Les crabes violonistes décomposent les microplastiques : une solution ou un nouveau risque environnemental ?

Une étude scientifique révèle que l’espèce Leptuca leptodactyla, crabes violonistes microplastiques a la capacité de fragmenter les particules plastiques, facilitant leur entrée dans les niveaux les plus profonds de la chaîne trophique.

Une recherche conjointe dirigée par des spécialistes de l’Université de São Paulo (Brésil) et de l’Université du Salento (Italie) a mis en lumière un phénomène biologique jusqu’à présent peu documenté : l’interaction active des crabes violonistes avec les microplastiques.

Ces crustacés, qui habitent principalement les zones de mangroves, ne se contentent pas d’ingérer ces polluants, mais leurs systèmes digestifs sont capables de les réduire en particules encore plus petites.

L’étude s’est concentrée spécifiquement sur l’espèce Leptuca leptodactyla.
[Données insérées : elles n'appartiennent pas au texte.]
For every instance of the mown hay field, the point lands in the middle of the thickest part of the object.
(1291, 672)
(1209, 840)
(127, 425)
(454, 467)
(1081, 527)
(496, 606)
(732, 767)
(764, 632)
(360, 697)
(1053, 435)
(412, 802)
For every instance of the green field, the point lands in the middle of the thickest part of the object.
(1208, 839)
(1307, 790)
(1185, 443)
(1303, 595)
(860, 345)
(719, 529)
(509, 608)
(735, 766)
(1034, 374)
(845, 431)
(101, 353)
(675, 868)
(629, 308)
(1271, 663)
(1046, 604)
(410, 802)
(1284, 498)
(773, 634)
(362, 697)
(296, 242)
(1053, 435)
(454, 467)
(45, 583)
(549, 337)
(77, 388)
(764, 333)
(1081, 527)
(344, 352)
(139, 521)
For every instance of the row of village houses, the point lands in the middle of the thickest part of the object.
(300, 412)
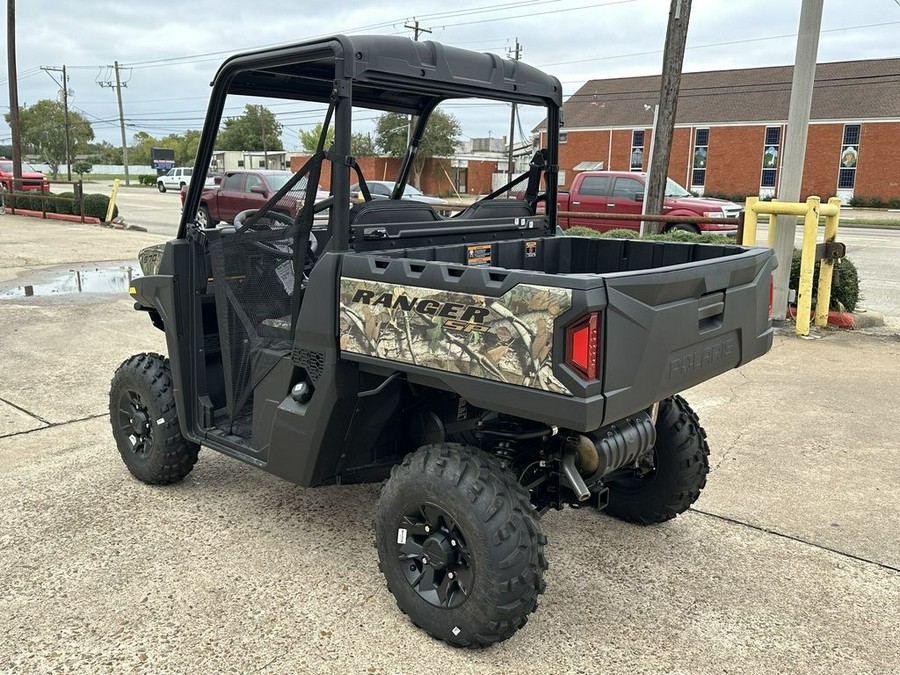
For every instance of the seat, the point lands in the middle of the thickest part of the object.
(496, 208)
(390, 211)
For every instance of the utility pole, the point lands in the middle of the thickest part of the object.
(673, 57)
(65, 91)
(118, 85)
(262, 129)
(412, 118)
(13, 90)
(415, 29)
(794, 154)
(515, 53)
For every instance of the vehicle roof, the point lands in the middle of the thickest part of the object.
(387, 73)
(265, 172)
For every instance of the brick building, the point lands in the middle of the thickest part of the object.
(731, 124)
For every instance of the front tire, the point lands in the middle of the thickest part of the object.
(145, 422)
(460, 545)
(681, 463)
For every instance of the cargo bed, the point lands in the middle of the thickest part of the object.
(670, 315)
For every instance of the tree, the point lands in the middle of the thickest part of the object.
(42, 128)
(309, 140)
(256, 129)
(362, 145)
(439, 139)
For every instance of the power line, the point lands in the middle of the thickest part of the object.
(118, 85)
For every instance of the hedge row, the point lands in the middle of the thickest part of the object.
(844, 282)
(95, 205)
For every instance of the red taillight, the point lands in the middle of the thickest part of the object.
(582, 343)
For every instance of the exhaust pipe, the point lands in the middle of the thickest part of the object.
(599, 453)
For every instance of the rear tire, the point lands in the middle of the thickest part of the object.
(460, 507)
(681, 460)
(145, 422)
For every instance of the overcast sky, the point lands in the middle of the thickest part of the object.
(171, 50)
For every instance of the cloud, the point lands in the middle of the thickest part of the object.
(575, 40)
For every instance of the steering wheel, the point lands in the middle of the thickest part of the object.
(270, 248)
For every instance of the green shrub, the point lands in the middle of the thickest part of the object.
(96, 205)
(674, 235)
(844, 282)
(581, 232)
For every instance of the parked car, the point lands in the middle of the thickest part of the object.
(32, 179)
(383, 188)
(237, 191)
(623, 192)
(176, 179)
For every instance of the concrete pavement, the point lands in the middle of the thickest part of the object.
(790, 561)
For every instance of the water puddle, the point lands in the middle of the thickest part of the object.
(108, 278)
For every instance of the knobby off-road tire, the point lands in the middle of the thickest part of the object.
(459, 506)
(145, 422)
(681, 460)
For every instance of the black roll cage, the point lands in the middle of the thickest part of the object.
(384, 73)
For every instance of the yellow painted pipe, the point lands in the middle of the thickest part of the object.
(826, 269)
(807, 265)
(112, 200)
(750, 221)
Les scientifiques ont observé que ces animaux, en se nourrissant du sédiment, traitent involontairement les microplastiques présents dans l’environnement.

À travers un processus mécanique et chimique dans leur tractus digestif, les crabes violonistes transforment les microplastiques en nanoplastiques, des particules de taille inférieure qui présentent des défis analytiques et écologiques encore plus grands.

Cangrejos violinistas
Crabe violoniste

Le mécanisme de fragmentation biologique des crabes violonistes microplastiques

La capacité de ces crustacés à altérer la structure des polymères réside dans leur complexe morphologie buccale et leur système digestif.
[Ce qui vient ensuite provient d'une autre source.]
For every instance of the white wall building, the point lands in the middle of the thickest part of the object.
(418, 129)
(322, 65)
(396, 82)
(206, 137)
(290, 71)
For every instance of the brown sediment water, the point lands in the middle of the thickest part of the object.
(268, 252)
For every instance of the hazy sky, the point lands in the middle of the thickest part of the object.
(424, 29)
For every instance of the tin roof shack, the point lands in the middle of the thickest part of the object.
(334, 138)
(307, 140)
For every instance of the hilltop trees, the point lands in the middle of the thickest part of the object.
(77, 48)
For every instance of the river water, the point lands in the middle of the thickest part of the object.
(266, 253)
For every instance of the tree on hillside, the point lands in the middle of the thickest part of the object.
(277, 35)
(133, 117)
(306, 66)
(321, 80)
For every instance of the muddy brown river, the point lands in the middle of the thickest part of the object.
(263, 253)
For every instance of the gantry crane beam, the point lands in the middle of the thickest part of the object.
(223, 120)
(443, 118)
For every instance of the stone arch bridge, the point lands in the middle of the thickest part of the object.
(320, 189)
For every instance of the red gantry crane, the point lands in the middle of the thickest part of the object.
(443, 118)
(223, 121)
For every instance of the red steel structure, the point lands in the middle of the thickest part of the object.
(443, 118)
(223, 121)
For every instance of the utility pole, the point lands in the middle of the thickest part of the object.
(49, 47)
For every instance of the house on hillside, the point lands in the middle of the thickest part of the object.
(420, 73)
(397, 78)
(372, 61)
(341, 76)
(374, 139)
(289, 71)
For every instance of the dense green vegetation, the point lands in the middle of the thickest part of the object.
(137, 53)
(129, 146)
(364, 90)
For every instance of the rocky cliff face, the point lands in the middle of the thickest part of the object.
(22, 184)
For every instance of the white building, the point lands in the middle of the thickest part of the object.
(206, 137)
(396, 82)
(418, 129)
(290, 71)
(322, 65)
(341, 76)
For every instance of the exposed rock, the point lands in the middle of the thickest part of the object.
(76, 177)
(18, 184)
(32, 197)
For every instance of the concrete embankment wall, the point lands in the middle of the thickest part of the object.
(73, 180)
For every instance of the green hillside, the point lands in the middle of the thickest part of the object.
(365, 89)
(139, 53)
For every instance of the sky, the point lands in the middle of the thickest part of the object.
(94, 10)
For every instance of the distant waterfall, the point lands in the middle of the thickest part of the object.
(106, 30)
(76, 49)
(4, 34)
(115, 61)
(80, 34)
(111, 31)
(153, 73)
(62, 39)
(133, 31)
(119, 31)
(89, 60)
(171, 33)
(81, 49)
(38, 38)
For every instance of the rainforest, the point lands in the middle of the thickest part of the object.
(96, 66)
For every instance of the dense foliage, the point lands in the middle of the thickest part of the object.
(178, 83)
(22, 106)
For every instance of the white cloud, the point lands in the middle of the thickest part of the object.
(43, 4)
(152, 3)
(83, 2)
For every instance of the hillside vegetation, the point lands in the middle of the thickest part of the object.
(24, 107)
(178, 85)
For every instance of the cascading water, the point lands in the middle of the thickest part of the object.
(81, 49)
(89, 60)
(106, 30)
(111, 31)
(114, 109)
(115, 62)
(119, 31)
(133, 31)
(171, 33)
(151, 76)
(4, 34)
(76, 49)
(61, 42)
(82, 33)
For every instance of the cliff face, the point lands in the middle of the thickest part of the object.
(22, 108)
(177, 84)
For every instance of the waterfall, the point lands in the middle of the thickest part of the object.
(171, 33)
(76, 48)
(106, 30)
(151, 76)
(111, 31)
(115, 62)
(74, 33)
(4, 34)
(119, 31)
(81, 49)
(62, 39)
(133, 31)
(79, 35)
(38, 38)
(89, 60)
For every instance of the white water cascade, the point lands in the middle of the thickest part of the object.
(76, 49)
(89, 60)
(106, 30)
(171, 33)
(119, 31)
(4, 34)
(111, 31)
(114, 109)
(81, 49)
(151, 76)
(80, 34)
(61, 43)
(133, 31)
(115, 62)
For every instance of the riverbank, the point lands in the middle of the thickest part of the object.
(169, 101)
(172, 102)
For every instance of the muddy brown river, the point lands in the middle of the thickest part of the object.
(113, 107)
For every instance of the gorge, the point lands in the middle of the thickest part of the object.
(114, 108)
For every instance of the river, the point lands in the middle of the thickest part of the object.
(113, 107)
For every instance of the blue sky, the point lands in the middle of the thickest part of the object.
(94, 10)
Selon le rapport technique, le processus de broyage mécanique, combiné à l’action des enzymes gastriques, accélère la dégradation physique du matériau synthétique.

Cette découverte est cruciale, car elle démontre que la faune n’est pas seulement une victime passive de la pollution, mais agit comme un agent qui modifie la façon dont le plastique persiste dans l’écosystème.

Les analyses de laboratoire réalisées dans les mangroves brésiliennes ont confirmé que les excréments de ces crustacés contiennent une concentration significative de nanoplastiques après l’ingestion de fragments plus grands. Ce phénomène de « biodégradation mécanique » altère la disponibilité du polluant dans le milieu aquatique.

Une menace pour la sécurité alimentaire marine

Bien que la capacité de décomposition puisse sembler une voie d’élimination, les experts avertissent des conséquences négatives de cette découverte.

En réduisant la taille des plastiques, les crabes violonistes facilitent l’ingestion des microplastiques par des organismes filtreurs et des prédateurs plus petits qui ne pourraient pas consommer des fragments de plus grande envergure.

Ce processus augmente la biodisponibilité des toxiques, permettant aux nanoplastiques de pénétrer dans les tissus cellulaires de diverses espèces marines, ce qui pourrait éventuellement remonter la chaîne trophique jusqu’à atteindre la consommation humaine.

La recherche souligne l’urgence de repenser les stratégies de mitigation des déchets, car l’activité biologique d’espèces comme le crabe violoniste accélère la dispersion de polluants invisibles dans les océans du monde.